Hamijoyo 2005 menyebutkan komunikasi partisipatif mengasumsikan adanya proses humanis yang menempatkan individu sebagai aktor aktif dalam
merespons setiap stimulus yang muncul dalam lingkungan yang menjadi medan kehidupannya. Individu bukanlah wujud yang pasif yang hanya bergerak jika ada
yang menggerakkan. Individu adalah wujud dinamis yang menjadi subyek dalam setiap perilaku yang diperankan termasuk perilaku komunikasi.
White 2004 mendefinisikan komunikasi partisipatif sebagai dialog terbuka, sumber dan penerima berinteraksi secara kontinyu, memikirkan secara konstruktif
situasi, mengidentifikasi kebutuhan dan permasalahan pembangunan, memutuskan apa yang yang dibutuhkan untuk meningkatkan situasi dan bertindak atas situasi
tersebut. Sedangkan Singhal 2001 mengartikan komunikasi partisipatif adalah sebuah proses dinamis, interaktif dan transformasional, di mana orang terlibat dalam
dialog, dengan individu dan kelompok masyarakat dalam rangka merealisasikan potensi secara penuh agar dapat meningkatkan kehidupan mereka.
Menurut Bordenave dalam White 2004 komunikasi partisipatif dapat diartikan sebagai proses komunikasi yang memberikan kebebasan, hak dan akses
yang sama dalam memberikan pandangan, perasaan, keinginan, pengalaman dan menyampaikan informasi ke masyarakat untuk menyelesaikan sebuah masalah
melalui dialog.

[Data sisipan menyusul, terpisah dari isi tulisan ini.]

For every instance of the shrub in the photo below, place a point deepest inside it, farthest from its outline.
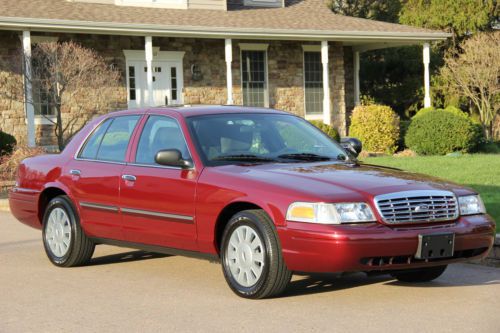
(9, 163)
(7, 143)
(442, 132)
(328, 129)
(451, 109)
(377, 126)
(403, 128)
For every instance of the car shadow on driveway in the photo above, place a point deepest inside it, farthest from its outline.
(460, 279)
(324, 282)
(125, 257)
(461, 276)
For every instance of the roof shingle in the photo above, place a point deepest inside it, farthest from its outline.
(298, 16)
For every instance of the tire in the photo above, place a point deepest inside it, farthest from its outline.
(420, 275)
(65, 243)
(254, 268)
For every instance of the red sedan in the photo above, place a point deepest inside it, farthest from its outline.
(264, 191)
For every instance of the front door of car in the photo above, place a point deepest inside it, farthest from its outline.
(157, 202)
(95, 177)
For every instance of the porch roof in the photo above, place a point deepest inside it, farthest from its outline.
(298, 20)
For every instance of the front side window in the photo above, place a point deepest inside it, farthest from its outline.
(110, 141)
(160, 133)
(232, 138)
(313, 83)
(254, 78)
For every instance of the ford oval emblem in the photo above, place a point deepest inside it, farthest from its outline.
(422, 208)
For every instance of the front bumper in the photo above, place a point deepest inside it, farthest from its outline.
(370, 247)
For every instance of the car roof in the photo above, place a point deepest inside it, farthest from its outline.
(196, 110)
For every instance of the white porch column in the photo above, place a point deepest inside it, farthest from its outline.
(149, 64)
(326, 83)
(229, 73)
(28, 90)
(427, 59)
(356, 78)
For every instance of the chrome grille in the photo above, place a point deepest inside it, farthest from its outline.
(417, 206)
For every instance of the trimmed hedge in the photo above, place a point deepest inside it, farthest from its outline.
(328, 129)
(377, 126)
(7, 143)
(440, 132)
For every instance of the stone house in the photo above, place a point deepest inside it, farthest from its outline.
(294, 55)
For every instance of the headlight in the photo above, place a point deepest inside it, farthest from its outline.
(470, 205)
(330, 213)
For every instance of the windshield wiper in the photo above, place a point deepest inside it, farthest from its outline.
(305, 157)
(243, 157)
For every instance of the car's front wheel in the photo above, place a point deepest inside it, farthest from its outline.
(251, 255)
(64, 241)
(420, 275)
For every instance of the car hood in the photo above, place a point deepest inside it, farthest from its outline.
(327, 179)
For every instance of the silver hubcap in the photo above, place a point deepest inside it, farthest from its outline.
(58, 232)
(245, 253)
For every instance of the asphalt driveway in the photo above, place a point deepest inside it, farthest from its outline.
(125, 290)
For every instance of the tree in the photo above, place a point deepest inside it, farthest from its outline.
(72, 81)
(459, 17)
(473, 72)
(382, 10)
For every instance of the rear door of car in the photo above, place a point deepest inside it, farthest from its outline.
(158, 202)
(95, 176)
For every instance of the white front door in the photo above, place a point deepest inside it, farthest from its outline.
(167, 83)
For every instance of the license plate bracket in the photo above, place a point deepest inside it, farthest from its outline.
(435, 246)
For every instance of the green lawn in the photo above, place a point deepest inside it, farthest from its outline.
(479, 171)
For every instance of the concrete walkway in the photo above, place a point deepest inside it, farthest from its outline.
(132, 291)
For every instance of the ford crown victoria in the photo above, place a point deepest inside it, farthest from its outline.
(261, 190)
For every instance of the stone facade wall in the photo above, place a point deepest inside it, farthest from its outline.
(285, 75)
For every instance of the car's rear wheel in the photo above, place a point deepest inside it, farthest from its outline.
(64, 241)
(420, 275)
(251, 255)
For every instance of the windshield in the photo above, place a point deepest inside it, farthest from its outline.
(233, 138)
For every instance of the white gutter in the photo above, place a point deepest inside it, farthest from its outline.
(19, 23)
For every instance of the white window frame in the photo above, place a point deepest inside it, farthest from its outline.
(265, 3)
(40, 119)
(256, 47)
(309, 48)
(177, 4)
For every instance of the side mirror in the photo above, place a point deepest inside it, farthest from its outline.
(352, 145)
(172, 157)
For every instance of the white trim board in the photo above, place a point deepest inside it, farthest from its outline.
(140, 55)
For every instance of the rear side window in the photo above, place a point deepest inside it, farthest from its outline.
(93, 143)
(111, 143)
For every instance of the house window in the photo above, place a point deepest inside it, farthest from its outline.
(313, 83)
(254, 78)
(131, 83)
(42, 101)
(173, 78)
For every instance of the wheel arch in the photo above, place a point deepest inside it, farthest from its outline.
(229, 211)
(49, 193)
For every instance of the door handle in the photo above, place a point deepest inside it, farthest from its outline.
(129, 178)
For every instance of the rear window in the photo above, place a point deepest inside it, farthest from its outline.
(110, 141)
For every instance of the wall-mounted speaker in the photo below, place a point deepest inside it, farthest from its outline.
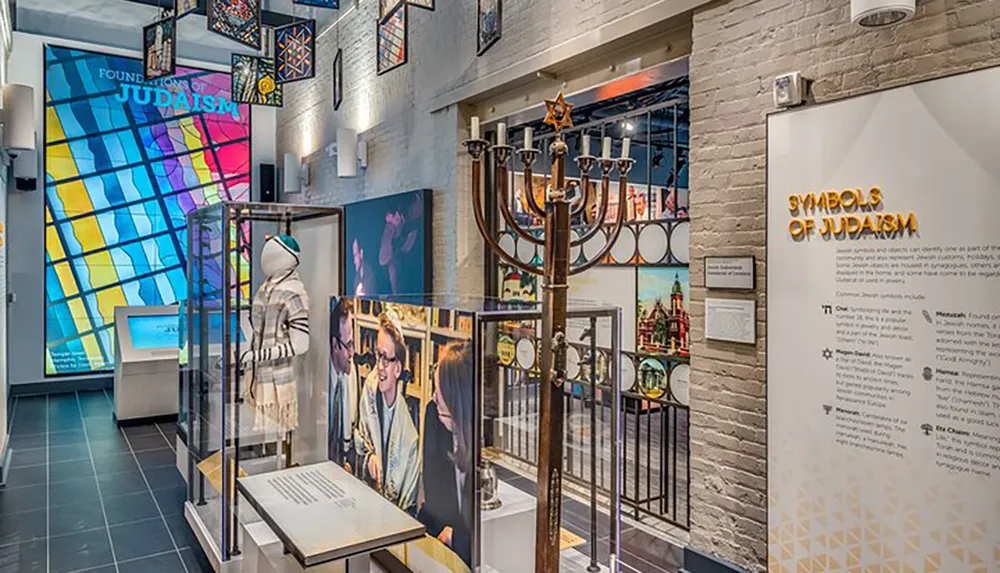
(268, 183)
(18, 118)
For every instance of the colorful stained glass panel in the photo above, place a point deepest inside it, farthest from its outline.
(392, 41)
(295, 51)
(159, 53)
(253, 81)
(237, 20)
(125, 162)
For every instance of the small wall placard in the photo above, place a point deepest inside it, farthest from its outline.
(734, 273)
(731, 320)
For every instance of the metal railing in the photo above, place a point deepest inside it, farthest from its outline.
(655, 440)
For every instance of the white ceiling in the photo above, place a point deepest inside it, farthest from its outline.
(118, 23)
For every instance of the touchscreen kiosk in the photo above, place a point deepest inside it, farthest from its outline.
(146, 370)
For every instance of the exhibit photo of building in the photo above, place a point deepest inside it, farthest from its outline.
(499, 286)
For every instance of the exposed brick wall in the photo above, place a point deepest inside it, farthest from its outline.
(738, 48)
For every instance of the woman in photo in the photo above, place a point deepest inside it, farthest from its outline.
(448, 452)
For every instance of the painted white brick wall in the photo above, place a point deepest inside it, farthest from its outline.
(738, 48)
(408, 146)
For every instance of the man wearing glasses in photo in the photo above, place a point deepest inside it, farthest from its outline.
(343, 391)
(385, 438)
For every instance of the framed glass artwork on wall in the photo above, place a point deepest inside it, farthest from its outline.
(253, 81)
(490, 14)
(333, 4)
(159, 53)
(662, 321)
(184, 7)
(295, 51)
(238, 20)
(392, 41)
(387, 7)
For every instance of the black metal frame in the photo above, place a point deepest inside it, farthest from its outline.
(312, 51)
(233, 214)
(480, 48)
(211, 25)
(146, 47)
(406, 39)
(615, 444)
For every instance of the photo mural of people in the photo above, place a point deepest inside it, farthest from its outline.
(382, 356)
(385, 437)
(387, 238)
(448, 452)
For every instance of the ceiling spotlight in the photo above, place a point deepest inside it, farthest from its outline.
(879, 13)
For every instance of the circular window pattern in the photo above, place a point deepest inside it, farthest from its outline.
(572, 363)
(680, 242)
(652, 378)
(575, 251)
(525, 251)
(680, 379)
(505, 350)
(653, 243)
(507, 243)
(628, 372)
(624, 248)
(593, 246)
(525, 353)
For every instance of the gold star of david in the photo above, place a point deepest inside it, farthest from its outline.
(558, 115)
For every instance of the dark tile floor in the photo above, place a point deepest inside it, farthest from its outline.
(84, 495)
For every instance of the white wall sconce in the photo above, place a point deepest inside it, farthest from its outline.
(880, 13)
(351, 153)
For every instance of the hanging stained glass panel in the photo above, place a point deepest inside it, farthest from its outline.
(295, 51)
(392, 38)
(253, 81)
(237, 20)
(159, 54)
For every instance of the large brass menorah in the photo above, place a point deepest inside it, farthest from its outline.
(558, 211)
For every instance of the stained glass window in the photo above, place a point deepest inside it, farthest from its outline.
(125, 162)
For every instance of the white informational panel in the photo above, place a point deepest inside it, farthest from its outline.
(884, 331)
(605, 286)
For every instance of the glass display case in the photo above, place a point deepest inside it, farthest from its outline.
(254, 353)
(434, 403)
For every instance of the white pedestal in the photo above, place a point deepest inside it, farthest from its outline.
(145, 378)
(508, 537)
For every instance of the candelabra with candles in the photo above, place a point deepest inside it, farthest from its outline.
(557, 211)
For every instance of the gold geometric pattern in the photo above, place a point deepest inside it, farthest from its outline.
(835, 514)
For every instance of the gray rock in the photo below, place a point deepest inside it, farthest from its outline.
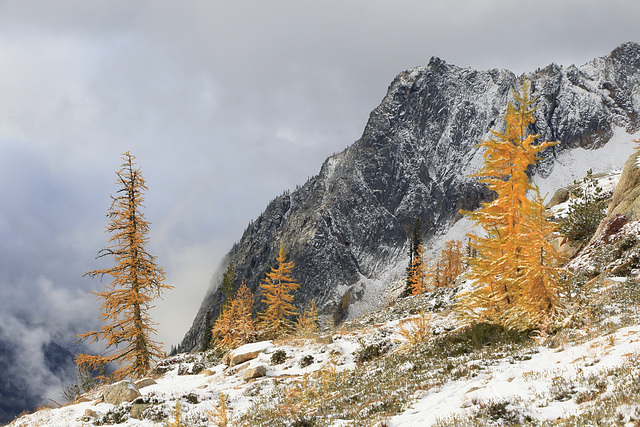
(325, 339)
(123, 391)
(144, 382)
(255, 372)
(413, 160)
(137, 409)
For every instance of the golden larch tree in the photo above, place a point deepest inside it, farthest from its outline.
(235, 326)
(136, 281)
(307, 322)
(452, 262)
(539, 273)
(277, 292)
(501, 250)
(419, 273)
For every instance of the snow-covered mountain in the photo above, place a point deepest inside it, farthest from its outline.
(346, 228)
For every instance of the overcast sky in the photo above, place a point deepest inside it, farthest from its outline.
(225, 104)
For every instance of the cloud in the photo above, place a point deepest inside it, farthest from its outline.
(225, 104)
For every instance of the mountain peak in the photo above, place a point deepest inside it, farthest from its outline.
(346, 229)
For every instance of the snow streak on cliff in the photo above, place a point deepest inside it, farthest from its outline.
(350, 223)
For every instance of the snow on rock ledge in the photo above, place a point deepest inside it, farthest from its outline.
(246, 352)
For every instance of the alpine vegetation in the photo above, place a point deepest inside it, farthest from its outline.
(136, 282)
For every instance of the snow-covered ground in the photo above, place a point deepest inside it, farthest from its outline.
(530, 384)
(539, 382)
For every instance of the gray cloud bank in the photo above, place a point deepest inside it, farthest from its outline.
(225, 104)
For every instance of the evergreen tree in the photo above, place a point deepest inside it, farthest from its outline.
(136, 282)
(228, 287)
(587, 210)
(208, 335)
(277, 291)
(502, 252)
(235, 326)
(414, 243)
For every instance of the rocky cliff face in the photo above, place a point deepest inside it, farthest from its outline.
(351, 221)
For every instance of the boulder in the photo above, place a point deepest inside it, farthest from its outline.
(137, 409)
(144, 382)
(245, 353)
(123, 391)
(255, 372)
(626, 197)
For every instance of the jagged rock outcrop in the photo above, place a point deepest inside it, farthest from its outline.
(626, 197)
(351, 221)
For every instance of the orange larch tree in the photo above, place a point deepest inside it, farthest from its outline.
(501, 250)
(452, 260)
(419, 273)
(136, 282)
(235, 326)
(277, 292)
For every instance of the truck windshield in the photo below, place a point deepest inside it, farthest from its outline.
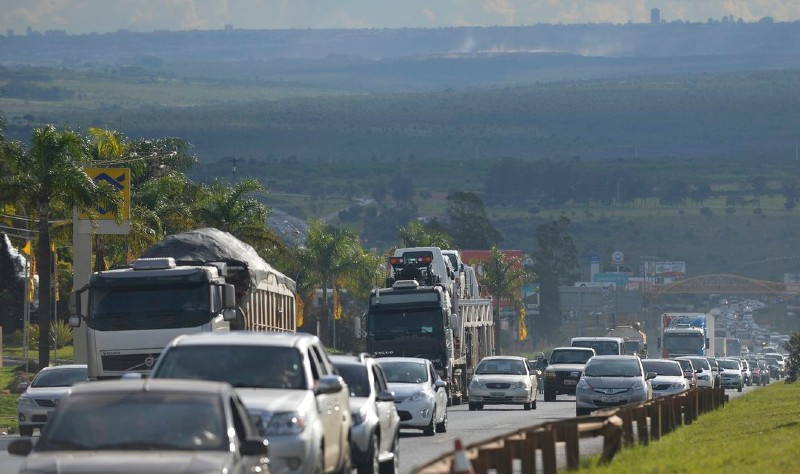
(390, 324)
(684, 343)
(120, 308)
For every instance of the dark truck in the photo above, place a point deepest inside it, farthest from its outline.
(564, 369)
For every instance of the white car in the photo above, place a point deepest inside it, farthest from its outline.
(286, 381)
(502, 380)
(669, 379)
(420, 395)
(41, 397)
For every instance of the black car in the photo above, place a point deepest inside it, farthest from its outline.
(564, 369)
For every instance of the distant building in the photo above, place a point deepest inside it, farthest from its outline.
(655, 16)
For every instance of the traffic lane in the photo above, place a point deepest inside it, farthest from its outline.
(417, 449)
(473, 426)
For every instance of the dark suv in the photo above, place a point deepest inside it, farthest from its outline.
(564, 369)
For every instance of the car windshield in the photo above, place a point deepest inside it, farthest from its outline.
(662, 367)
(60, 377)
(356, 377)
(501, 366)
(613, 368)
(250, 366)
(404, 372)
(570, 357)
(143, 420)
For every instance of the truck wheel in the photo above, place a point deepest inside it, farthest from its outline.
(549, 395)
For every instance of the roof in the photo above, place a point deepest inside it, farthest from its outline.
(281, 339)
(151, 385)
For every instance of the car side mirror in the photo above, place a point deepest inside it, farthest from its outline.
(385, 396)
(329, 384)
(254, 447)
(20, 447)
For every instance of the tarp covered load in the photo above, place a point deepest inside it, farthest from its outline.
(201, 246)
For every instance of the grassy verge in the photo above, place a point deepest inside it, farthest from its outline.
(754, 433)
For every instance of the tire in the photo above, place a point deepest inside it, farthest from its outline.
(442, 427)
(371, 466)
(549, 395)
(393, 466)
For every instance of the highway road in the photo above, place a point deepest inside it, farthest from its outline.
(417, 449)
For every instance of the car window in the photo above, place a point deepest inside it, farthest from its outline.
(404, 372)
(356, 377)
(613, 368)
(241, 366)
(151, 420)
(501, 367)
(60, 377)
(570, 357)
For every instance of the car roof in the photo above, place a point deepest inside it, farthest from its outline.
(280, 339)
(152, 385)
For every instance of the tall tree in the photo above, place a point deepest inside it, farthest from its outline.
(469, 222)
(555, 263)
(47, 176)
(330, 253)
(417, 234)
(503, 277)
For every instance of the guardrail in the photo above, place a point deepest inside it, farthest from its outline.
(619, 427)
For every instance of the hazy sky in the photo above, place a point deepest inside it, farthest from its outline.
(84, 16)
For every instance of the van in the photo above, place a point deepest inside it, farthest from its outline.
(601, 345)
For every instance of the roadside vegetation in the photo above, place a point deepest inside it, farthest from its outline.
(757, 432)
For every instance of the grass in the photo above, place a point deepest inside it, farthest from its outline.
(754, 433)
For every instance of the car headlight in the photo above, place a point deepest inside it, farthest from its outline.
(24, 401)
(418, 396)
(283, 423)
(359, 416)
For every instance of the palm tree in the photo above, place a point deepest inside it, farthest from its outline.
(48, 176)
(503, 277)
(330, 253)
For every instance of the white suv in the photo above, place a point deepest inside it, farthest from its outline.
(286, 381)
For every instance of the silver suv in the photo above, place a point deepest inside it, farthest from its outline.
(288, 384)
(375, 434)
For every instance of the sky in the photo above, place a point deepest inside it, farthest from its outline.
(101, 16)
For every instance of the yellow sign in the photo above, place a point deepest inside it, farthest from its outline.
(119, 179)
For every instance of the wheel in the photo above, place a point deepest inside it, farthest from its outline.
(442, 427)
(549, 395)
(429, 430)
(393, 466)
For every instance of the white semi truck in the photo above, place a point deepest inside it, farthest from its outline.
(198, 281)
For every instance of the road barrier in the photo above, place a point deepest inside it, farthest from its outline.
(533, 449)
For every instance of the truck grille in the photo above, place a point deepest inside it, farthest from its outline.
(134, 362)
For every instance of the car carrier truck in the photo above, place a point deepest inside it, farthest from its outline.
(198, 281)
(414, 317)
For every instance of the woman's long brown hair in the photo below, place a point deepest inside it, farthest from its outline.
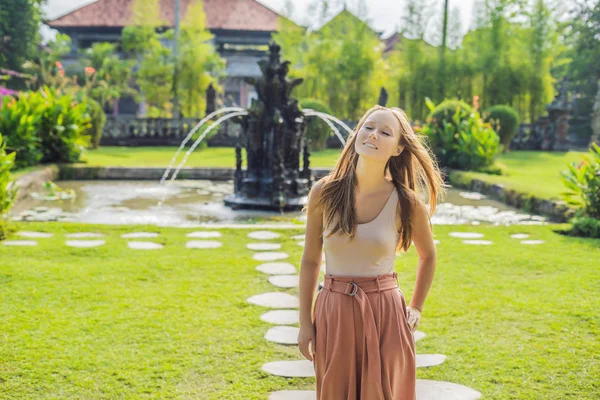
(415, 169)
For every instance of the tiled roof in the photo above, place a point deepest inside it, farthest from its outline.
(247, 15)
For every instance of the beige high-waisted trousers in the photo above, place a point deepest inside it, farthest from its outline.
(365, 349)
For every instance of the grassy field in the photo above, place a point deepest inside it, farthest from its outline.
(516, 321)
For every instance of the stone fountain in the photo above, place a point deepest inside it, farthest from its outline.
(273, 136)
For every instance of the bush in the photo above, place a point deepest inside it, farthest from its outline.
(505, 121)
(317, 130)
(8, 190)
(445, 111)
(19, 122)
(98, 120)
(466, 142)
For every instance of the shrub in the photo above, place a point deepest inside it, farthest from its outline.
(19, 122)
(466, 142)
(317, 130)
(98, 119)
(445, 111)
(505, 121)
(8, 190)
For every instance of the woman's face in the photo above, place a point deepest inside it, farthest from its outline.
(379, 136)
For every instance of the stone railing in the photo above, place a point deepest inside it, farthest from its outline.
(132, 131)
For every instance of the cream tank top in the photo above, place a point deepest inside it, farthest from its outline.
(371, 252)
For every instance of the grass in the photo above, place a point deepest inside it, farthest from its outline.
(217, 157)
(533, 172)
(111, 322)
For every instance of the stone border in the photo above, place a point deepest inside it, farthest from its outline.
(557, 211)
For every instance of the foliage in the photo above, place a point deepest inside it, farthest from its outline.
(19, 31)
(466, 142)
(317, 131)
(505, 121)
(98, 119)
(583, 183)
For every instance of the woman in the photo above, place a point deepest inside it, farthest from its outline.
(363, 213)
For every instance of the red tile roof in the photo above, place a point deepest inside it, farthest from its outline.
(220, 14)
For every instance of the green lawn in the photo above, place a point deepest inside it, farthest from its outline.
(161, 157)
(533, 172)
(516, 321)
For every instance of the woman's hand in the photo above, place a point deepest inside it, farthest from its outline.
(414, 316)
(306, 336)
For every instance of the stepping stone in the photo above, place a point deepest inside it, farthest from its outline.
(144, 245)
(84, 235)
(263, 235)
(272, 256)
(285, 281)
(283, 334)
(281, 317)
(436, 390)
(137, 235)
(85, 243)
(293, 395)
(290, 369)
(478, 242)
(204, 234)
(263, 246)
(277, 268)
(35, 235)
(19, 243)
(429, 360)
(203, 244)
(466, 235)
(275, 300)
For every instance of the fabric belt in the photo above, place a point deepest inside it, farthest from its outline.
(358, 290)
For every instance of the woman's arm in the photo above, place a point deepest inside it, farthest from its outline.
(423, 240)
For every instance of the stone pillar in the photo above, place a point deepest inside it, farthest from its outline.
(596, 118)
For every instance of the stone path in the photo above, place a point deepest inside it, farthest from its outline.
(285, 331)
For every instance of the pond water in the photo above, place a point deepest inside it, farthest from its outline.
(191, 203)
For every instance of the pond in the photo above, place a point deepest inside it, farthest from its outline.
(192, 203)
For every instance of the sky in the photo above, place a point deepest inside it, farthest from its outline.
(383, 15)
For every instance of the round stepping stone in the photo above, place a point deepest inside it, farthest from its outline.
(272, 256)
(285, 281)
(144, 245)
(277, 268)
(435, 390)
(293, 395)
(35, 235)
(290, 369)
(204, 234)
(263, 246)
(84, 235)
(85, 243)
(519, 235)
(283, 334)
(275, 300)
(418, 335)
(477, 242)
(281, 317)
(203, 244)
(263, 235)
(19, 243)
(466, 235)
(429, 360)
(137, 235)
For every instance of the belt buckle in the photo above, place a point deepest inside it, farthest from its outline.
(354, 290)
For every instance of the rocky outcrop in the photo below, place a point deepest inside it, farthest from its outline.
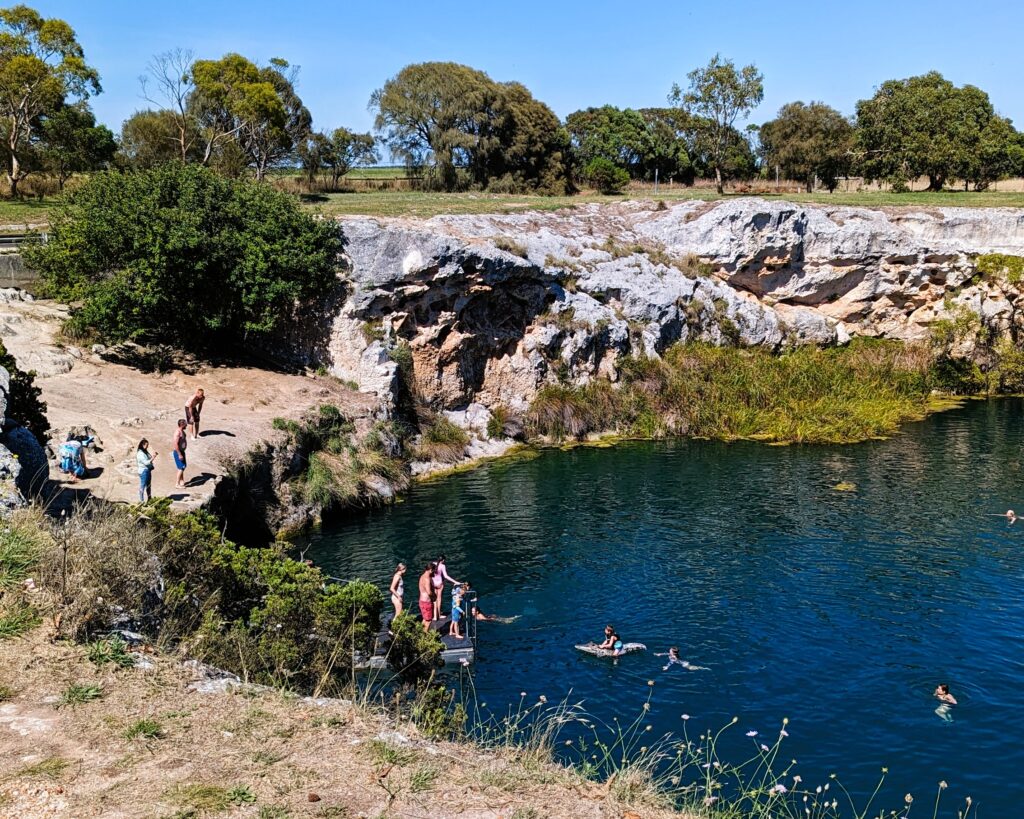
(23, 462)
(493, 307)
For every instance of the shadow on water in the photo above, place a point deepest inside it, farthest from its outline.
(839, 609)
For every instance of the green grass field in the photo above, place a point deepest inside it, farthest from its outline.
(16, 215)
(422, 204)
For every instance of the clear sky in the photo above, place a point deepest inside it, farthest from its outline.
(569, 54)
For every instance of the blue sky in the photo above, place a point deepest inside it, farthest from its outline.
(569, 54)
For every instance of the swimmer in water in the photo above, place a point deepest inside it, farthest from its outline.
(674, 659)
(946, 701)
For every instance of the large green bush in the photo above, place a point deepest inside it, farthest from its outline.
(256, 611)
(178, 254)
(606, 176)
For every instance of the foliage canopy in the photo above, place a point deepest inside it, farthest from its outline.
(179, 254)
(808, 141)
(466, 130)
(719, 94)
(927, 126)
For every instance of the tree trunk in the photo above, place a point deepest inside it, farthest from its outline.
(14, 174)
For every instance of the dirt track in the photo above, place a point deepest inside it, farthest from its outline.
(124, 404)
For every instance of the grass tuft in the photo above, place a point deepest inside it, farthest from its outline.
(15, 619)
(199, 798)
(442, 441)
(77, 694)
(51, 768)
(113, 650)
(144, 729)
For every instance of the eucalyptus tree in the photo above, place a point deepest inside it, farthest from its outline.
(71, 142)
(42, 68)
(718, 96)
(464, 129)
(808, 141)
(927, 126)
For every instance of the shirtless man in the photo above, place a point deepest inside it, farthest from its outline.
(193, 410)
(427, 595)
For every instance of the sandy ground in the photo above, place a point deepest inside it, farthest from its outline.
(124, 404)
(280, 757)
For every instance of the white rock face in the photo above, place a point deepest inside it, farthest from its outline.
(495, 306)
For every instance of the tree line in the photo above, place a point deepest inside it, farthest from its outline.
(456, 128)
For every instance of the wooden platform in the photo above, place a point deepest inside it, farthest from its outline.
(457, 651)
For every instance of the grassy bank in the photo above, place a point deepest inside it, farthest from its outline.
(808, 395)
(425, 204)
(102, 727)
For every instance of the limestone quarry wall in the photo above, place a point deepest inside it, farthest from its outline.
(495, 306)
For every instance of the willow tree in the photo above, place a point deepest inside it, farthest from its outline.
(719, 94)
(42, 68)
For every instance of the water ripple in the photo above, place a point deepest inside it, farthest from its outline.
(839, 609)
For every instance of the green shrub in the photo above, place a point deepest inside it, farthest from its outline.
(255, 611)
(16, 618)
(278, 622)
(860, 391)
(442, 441)
(1000, 265)
(179, 254)
(143, 729)
(605, 175)
(113, 651)
(414, 653)
(496, 424)
(20, 547)
(78, 693)
(437, 715)
(1010, 370)
(511, 246)
(24, 402)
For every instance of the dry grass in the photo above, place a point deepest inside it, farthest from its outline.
(248, 753)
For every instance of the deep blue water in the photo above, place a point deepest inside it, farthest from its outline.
(839, 610)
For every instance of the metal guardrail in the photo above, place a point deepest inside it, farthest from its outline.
(16, 240)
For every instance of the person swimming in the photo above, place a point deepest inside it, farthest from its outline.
(611, 641)
(674, 659)
(946, 701)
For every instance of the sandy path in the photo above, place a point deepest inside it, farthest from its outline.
(124, 404)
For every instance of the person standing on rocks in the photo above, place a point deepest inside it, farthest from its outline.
(143, 460)
(437, 579)
(398, 589)
(180, 442)
(193, 410)
(427, 595)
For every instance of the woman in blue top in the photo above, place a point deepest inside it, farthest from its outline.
(143, 460)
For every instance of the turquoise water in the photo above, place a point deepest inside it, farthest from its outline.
(839, 610)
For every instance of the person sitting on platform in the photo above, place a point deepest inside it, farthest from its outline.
(457, 612)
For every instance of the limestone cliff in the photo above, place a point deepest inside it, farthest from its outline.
(495, 306)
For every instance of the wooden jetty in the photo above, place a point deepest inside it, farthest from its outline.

Dialog adalah komunikasi transaksional dimana pengirim sender dan penerima receiver pesan saling berinteraksi dalam suatu periode waktu tertentu
hingga sampai pada makna-makna yang saling berbagi. Esensi dari dialog adalah mengenal dan menghormati pembicara lain atau suara lain, sebagai subjek yang
otonom, tidak lagi hanya sebagai objek komunikasi. Dalam dialog setiap orang
memiliki hak yang sama untuk bicara atau untuk didengar dan mengharap bahwa suaranya tidak akan ditekan oleh orang lain atau disatukan dengan suara orang lain.
Rahim dalam White 2004 mendefinisikan komunikasi partisipatif adalah suatu proses komunikasi dimana terjadi komunikasi dua arah atau dialogis, sehingga
menghasilkan suatu pemahaman yang sama terhadap pesan yang disampaikan. Dalam konsep public sphere, dialog merupakan suatu aktivitas komunikasi yang terbuka dan
dapat diakses oleh para peserta. Dalam konsep ini yang dicari bukan saja berorientasi pada keberhasilannya masing-masing, namun yang lebih penting adalah bagaimana
situasi pemahaman bersama terhadap realitas menjadi dasar bagi pencapaian kepentingan mereka, tanpa mengabaikan kesesuaian antara rencana dan aksi
Habermas 1990.
Menurut Tufte dan Mefalopulos 2009 terdapat tiga cara untuk melakukan komunikasi dalam sebuah program yaitu: 1 komunikasi secara monologik, di mana
komunikasi yang hanya berlangsung satu arah dari komunikator yang tidak memberikan kesempatan orang lain komunikan untuk berbicara atau menyampaikan
reaksi; 2 komunikasi secara dialogik, di mana komunikasi yang berlangsung dua arah dari komunikator ke komunikan, komunikan diberi kesempatan bahkan
diharapkan memberikan tanggapan atau feedback dan 3 komunikasi secara gabungan dari monologik dan dialogik atau multi tract.
Dapat disimpulkan bahwa dialog sebagai basis komunikasi dalam program pembagunan yang mengklaim sebagai partisipatif berarti masyarakat saling bertukar
informasi dan bekerja sama dengan agent eksternal birokrasi pembnagunan, penyedia program, fasilitator dan elit lokal dalam proses pengambilan keputusan.
Proses ini dilakukan untuk pemberdayaan masyarakat, agar masyarakat memiliki kemampuan untuk mengontrol tindakan dan aktivitas program yang membawa
manfaat bagi meningkatnya kualitas hidup mereka.